The basis of a healthy transplant is a good soil-less potting mix. Using a soil-less mix eliminates disease organisms, pests and weed seeds that may be found in soil. I prefer organic and mix my own. There are a number of seed starting mixes available at local stores including organic mixes. You may want to experiment with various mixes or mix your own.
Basic Organic Seed Starting Mix Recipe
3 parts Sphagnum Peat Moss
1 part Perlite
1 part Vermiculite (optional)
Add per every 8 gallons of mix:
½ cup Bone Meal (Phosphorous)
1 ½ cups Dolomitic Limestone (Raises soil pH and provides calcium and magnesium)
½ cup Blood Meal (Nitrogen)½ cup Kelp Meal (Nitrogen, potassium and minerals)
Mix thoroughly and add enough water to moisten well.
Put seed starting mix in plant cells or 3 inch pots and add seed. As a general rule cover the seed with a layer of mix that is 4 times the width of the seed. Place in a sunny window, a greenhouse, or under florescent lights. Keep evenly moist. Most vegetables will grow quite nicely at temperatures between 70 and 80 degrees with 8 hours or more of sunlight or light from florescent bulbs.

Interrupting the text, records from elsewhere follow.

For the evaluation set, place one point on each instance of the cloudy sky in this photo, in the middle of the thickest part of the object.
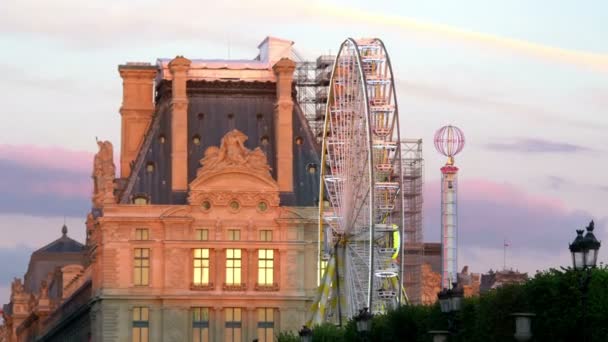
(527, 81)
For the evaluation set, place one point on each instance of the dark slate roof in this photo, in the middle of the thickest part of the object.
(61, 252)
(62, 245)
(214, 109)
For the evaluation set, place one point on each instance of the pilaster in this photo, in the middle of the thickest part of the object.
(136, 110)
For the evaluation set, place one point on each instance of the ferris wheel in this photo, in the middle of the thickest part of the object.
(361, 218)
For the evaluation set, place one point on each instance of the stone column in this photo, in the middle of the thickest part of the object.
(251, 278)
(136, 110)
(250, 324)
(219, 267)
(283, 117)
(218, 324)
(179, 124)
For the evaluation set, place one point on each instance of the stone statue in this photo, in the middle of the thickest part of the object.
(104, 173)
(44, 289)
(17, 286)
(232, 153)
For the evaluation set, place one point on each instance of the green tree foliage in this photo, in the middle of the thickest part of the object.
(553, 295)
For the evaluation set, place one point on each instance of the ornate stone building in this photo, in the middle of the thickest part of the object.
(209, 232)
(431, 275)
(52, 275)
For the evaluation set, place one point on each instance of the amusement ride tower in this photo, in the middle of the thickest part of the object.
(449, 141)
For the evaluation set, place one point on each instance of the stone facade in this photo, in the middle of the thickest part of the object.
(494, 279)
(206, 234)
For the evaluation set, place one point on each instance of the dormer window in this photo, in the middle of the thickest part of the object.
(150, 167)
(196, 140)
(141, 199)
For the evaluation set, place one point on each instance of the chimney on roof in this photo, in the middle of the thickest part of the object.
(179, 67)
(136, 110)
(283, 114)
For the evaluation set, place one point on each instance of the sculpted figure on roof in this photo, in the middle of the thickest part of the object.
(232, 153)
(104, 173)
(17, 286)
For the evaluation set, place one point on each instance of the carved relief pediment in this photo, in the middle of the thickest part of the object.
(232, 170)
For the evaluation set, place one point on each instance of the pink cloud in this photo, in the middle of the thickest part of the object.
(503, 193)
(538, 227)
(55, 158)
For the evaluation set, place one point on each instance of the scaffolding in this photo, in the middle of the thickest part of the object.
(413, 246)
(311, 80)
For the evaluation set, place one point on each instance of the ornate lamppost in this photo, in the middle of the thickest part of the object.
(305, 334)
(364, 322)
(450, 302)
(523, 326)
(584, 258)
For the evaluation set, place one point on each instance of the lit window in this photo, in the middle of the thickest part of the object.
(265, 235)
(201, 266)
(233, 266)
(202, 234)
(262, 206)
(200, 324)
(140, 200)
(311, 168)
(142, 234)
(234, 205)
(196, 140)
(140, 324)
(141, 267)
(265, 267)
(233, 325)
(234, 234)
(266, 325)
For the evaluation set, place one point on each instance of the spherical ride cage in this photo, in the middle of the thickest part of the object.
(353, 45)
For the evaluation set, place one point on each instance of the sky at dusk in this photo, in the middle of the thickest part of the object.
(527, 81)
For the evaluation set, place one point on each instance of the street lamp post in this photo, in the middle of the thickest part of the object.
(584, 258)
(364, 322)
(305, 334)
(450, 302)
(523, 326)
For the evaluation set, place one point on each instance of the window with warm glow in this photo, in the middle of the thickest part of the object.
(265, 235)
(233, 325)
(266, 325)
(140, 324)
(233, 266)
(234, 234)
(202, 234)
(200, 324)
(140, 200)
(201, 266)
(265, 267)
(141, 267)
(142, 234)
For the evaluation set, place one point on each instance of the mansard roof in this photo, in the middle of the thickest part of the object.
(214, 109)
(64, 244)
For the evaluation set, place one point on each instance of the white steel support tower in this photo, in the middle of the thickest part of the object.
(413, 246)
(361, 229)
(449, 141)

Growing transplants rather than direct seeding can give you a head start on the growing season. Transplants in the garden also have an advantage over the smaller weeds that germinate around them which makes weeding easier. Planting corn at 2 week intervals will give you an extended harvest. Using corn transplants rather than direct seeding makes better use of your garden area. No space is wasted because of poor germination and seed is not lost through plant thinning. I like to grow the following plants to transplant to my garden: Onions, cabbage, lettuce, broccoli, collards, tomatoes, peppers, eggplant, cucumbers, watermelon, cantaloupe, okra, pumpkin, squash and corn.